Review date: Jan. 21, 2004


Soiled Life is the product of barely requited love, where the four members of Soiled Doves found themselves doing what they were meant to be – and doing it well – yet stifled by their own auxiliary successes. The eight songs represent a compendium of the group’s output, which was (both group and output) stifled by the members’ other commitments, namely vocalist Johnny Whitney’s card-carrying allegiance with mainstreamers-in-training, the Blood Brothers. Behind his falsetto, the band is helmed by bassist Adam Miller and the original line-up of his not-side-project, the imaginative Chromatics. Drummer Hannah Blilie and guitarist Devin Welch, now members of Seattle’s Shoplifting, fill out both rosters (Soiled Doves and Chromatics). Moving ahead a year on the confusing family tree/timeline, after the dissolution of the original Chromatics lineup and the release of the group’s nice and screechy opus Chrome Ratz vs. Basement Rutz (on GSL), Miller dropped the vowels and some consonants from his bands name, touring as KRMTX. His actions showed commitment and defiance, and much of that is seen/heard on Soiled Life. The album was written and recorded in 2001, when, after a single west coast tour and less than a year together, the group called it quits.

That said, Soiled Doves benefit most from the Miller’s expectedly moody score, with guitar and drums following his tenacious lead. Welch piles riffs upon riffs on “Death Knell for Paper Children,” where the guitars’ metallic treble brightens Whitney’s dark lyrics: “Paper child, child of paper / crucified to a glass skyscraper.” The diversity of sounds push the record forward, particularly Miller’s more-sultry moments, when near-cabaret melodies slide out between atonal slashes.
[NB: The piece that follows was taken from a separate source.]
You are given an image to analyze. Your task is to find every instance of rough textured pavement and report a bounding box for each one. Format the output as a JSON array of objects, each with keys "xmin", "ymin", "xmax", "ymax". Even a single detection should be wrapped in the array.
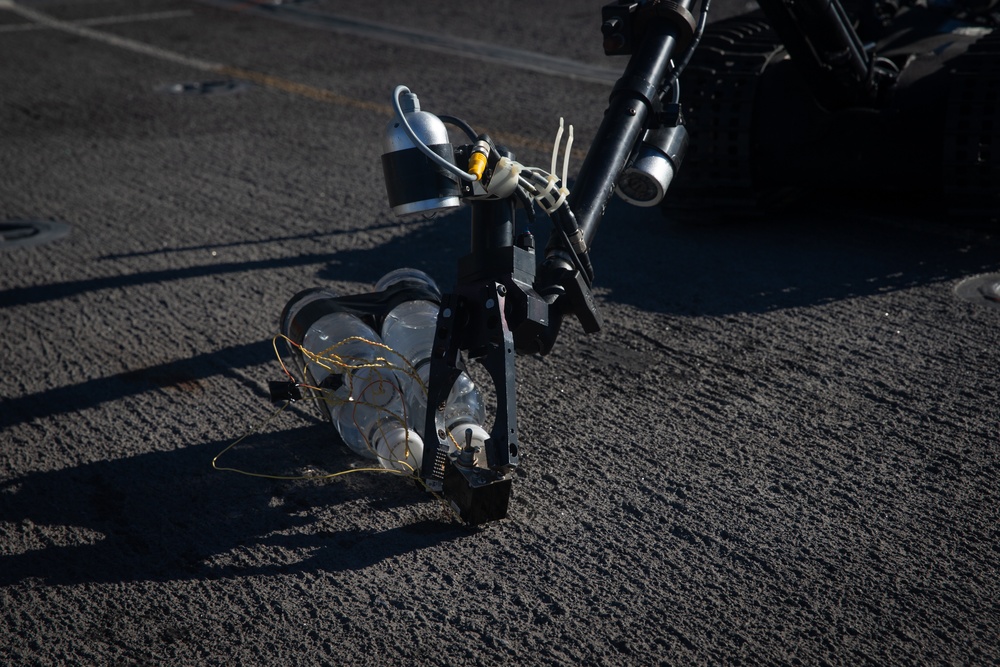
[{"xmin": 0, "ymin": 0, "xmax": 1000, "ymax": 665}]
With Whitney sounding predictable behind obtuse lyrics and his love-it-or-hate-it death yelp, Soiled Doves is ultimately another merit badge on Miller’s thrift-store Girl Scout vest.

Miller slides through a veritable R&B back catalogues-worth of bass lines, and stars on the album’s droned-out title track finale, three times longer than most cuts at over six minutes, but nonetheless stunning and anesthetic. The album opener, “Black Cactus Choir,” becomes a cowboy chase sequence through a disco-era western and Blilie’s impeccably recorded bass-drum-to-snare backbeat is to thank. And, truthfully, there is no reason to be too hard on Whitney, because ultimately he delivers with all the squawk-core vitality he can muster. Soiled Life is as close as Whitney gets to melodic, although the track “Hot Siberian Heart” finds a mock-hardcore (read: Blood Brothers) highlight in the simply screamed chorus of the word “Yeah.”

Soiled Doves are more than indulgence, despite the sort-of-circumstantial brevity of their career. Curiously mature and hi-fi, Soiled Life is framed with a clarity that spelunks a bit deeper into the cavern of talent mapped by the Chromatics’ Chrome Ratz vs. Basement Rutz.